Source : FISH ’S Clinical psychopathology
Body image distortions
Hyperschemazia, or the perceived magnification of body parts, can occur with a variety of organic and psychiatric conditions. When part of the body is painful it may feel larger than normal. When there is partial paralysis of a limb, the affected segment feels heavy and large, as in Brown–Sequard paralysis when the side with the extrapyramidal signs is hyperschematic, in peripheral vascular disease, in multiple sclerosis and following thrombosis of the posterior inferior cerebellar artery. In the latter two the hyperschemazia is unilateral. It may also occur in non-organic conditions such as hypochondriasis, depersonalisation and conversions disorder, and the distortion of image that is associated with feelings of fatness in anorexia nervosa is probably the best known.
The perception of body parts as absent or diminished is known as aschemazia or hyposchemazia respectively and is most likely to occur in parietal lobe lesions such as in thrombosis of the right middle cerebral artery, following transaction of the spinal cord or in health volunteers when
underwater. Hyposchemazia must be distinguished from nihilistic delusions.
Sims’ (2003) comprehensive description of body image distortions cites Critchley (1950) as describing a patient with a parietal lobe infarct who had complex hyper- and hyposchemazia, ‘It felt as if I was missing one side of my body (the left), but it also felt as if the dummy side was lined with a piece of iron so heavy that I could not move it … I even fancied my head to be narrow, but the left side from the centre felt heavy, as if filled with bricks’.

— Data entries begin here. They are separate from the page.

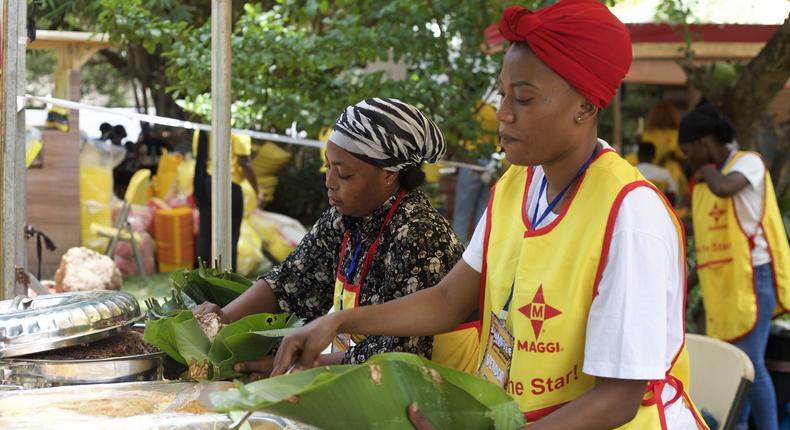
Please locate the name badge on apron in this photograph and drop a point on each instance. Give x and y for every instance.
(498, 355)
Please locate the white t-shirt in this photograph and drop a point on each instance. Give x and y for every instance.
(640, 296)
(749, 203)
(658, 174)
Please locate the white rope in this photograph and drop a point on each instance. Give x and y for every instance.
(172, 122)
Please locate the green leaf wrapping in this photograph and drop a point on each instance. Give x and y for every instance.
(161, 333)
(328, 397)
(249, 338)
(206, 284)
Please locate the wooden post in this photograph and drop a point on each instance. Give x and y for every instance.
(221, 25)
(617, 122)
(12, 156)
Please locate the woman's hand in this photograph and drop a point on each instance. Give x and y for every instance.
(210, 308)
(417, 419)
(303, 347)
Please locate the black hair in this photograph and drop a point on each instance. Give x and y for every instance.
(119, 131)
(411, 177)
(705, 120)
(646, 152)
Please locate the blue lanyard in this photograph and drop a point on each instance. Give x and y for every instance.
(355, 257)
(543, 185)
(729, 157)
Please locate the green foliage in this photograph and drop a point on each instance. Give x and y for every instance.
(306, 61)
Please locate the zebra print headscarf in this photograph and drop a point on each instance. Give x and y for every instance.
(388, 133)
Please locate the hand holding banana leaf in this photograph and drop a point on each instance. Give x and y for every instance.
(377, 394)
(303, 346)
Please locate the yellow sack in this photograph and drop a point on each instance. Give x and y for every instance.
(249, 256)
(250, 199)
(165, 180)
(95, 198)
(280, 234)
(269, 159)
(185, 174)
(431, 172)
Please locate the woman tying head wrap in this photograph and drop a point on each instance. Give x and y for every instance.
(380, 240)
(743, 258)
(557, 267)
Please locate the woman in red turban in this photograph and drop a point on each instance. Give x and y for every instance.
(579, 260)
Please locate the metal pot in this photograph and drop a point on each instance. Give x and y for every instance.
(27, 373)
(45, 323)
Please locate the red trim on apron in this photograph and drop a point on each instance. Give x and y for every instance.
(657, 387)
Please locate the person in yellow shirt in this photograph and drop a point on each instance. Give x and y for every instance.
(576, 328)
(241, 170)
(743, 258)
(661, 129)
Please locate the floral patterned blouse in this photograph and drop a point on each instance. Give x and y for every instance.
(416, 250)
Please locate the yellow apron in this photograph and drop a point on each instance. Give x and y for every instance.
(555, 271)
(724, 259)
(457, 349)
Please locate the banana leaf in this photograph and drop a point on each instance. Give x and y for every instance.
(249, 338)
(208, 284)
(376, 394)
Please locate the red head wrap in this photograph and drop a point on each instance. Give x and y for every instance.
(579, 39)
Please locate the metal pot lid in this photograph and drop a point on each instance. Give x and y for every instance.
(30, 325)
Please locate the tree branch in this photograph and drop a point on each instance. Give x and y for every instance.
(764, 76)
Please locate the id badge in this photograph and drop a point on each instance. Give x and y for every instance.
(498, 353)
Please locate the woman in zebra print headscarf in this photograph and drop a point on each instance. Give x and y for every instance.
(387, 140)
(380, 240)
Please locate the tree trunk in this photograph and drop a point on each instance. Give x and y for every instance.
(757, 85)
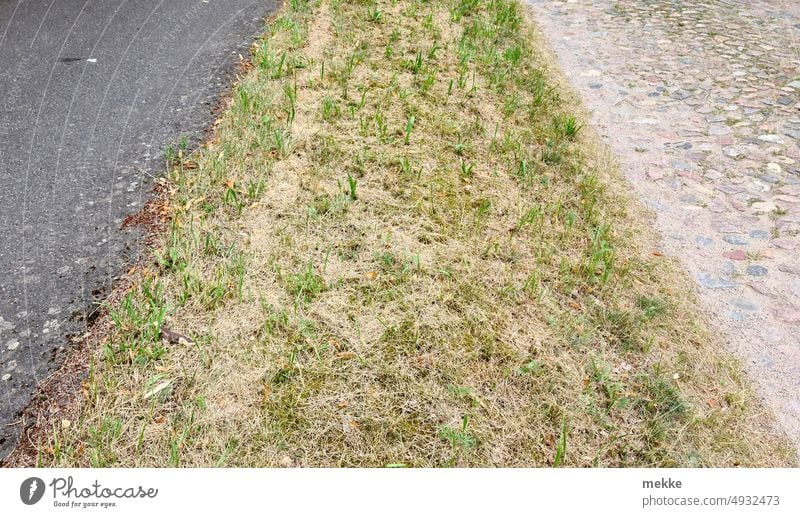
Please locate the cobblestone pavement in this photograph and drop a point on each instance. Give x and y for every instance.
(701, 102)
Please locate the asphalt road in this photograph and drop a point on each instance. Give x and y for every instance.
(90, 93)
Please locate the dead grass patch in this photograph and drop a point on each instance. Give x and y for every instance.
(404, 247)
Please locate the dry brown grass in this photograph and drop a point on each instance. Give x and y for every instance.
(486, 294)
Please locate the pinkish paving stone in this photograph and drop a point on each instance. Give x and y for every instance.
(789, 315)
(735, 255)
(786, 244)
(701, 86)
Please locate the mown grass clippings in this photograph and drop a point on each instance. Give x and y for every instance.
(403, 247)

Koro or the belief that the penis is shrinking and will retract into the abdomen and cause death is found in South-East Asia and is thought to be due to a faulty understanding of anatomy. The diagnostic equivalent is probably anxiety disorder. Paraschemazia or distortion of body image is described as a feeling that parts of the body are distorted or twisted or separated from the rest of the body and can occur in association with hallucinogenic use, with an epileptic aura and with migraine on rare occasions.
Hemisomatognosia is a unilateral lack of body image in which the person behaves as if one side of the body is missing and it occurs in migraine or during an epileptic aura. Anosognosia is ‘denial of illness’ and one study (Cutting, 1978) found that 58% of those with right hemisphere strokes
denied their hemiplegia early after stroke and refused to admit to any weakness in their left arm. This belief typically remains despite manifest demonstration that it is paralysed. Some patients show bizarre attitudes to their paralysed limb, known as somatoparaphrenia (delusional beliefs about
the body). They may have too many, they may be distorted, inanimate, severed or in other ways abnormal (Halligan et al, 1995). They may claim the limb belongs to a specified other person (Bisiach et al, 1991). Hemispatial neglect is the neglect of the hemispace on the contralateral side to the lesion when performing tasks, and a specific example, Gerstmann syndrome (lesion of dominant parietal lobe) consists of agraphia, acalculia, finger agnosia and right/left disorientation.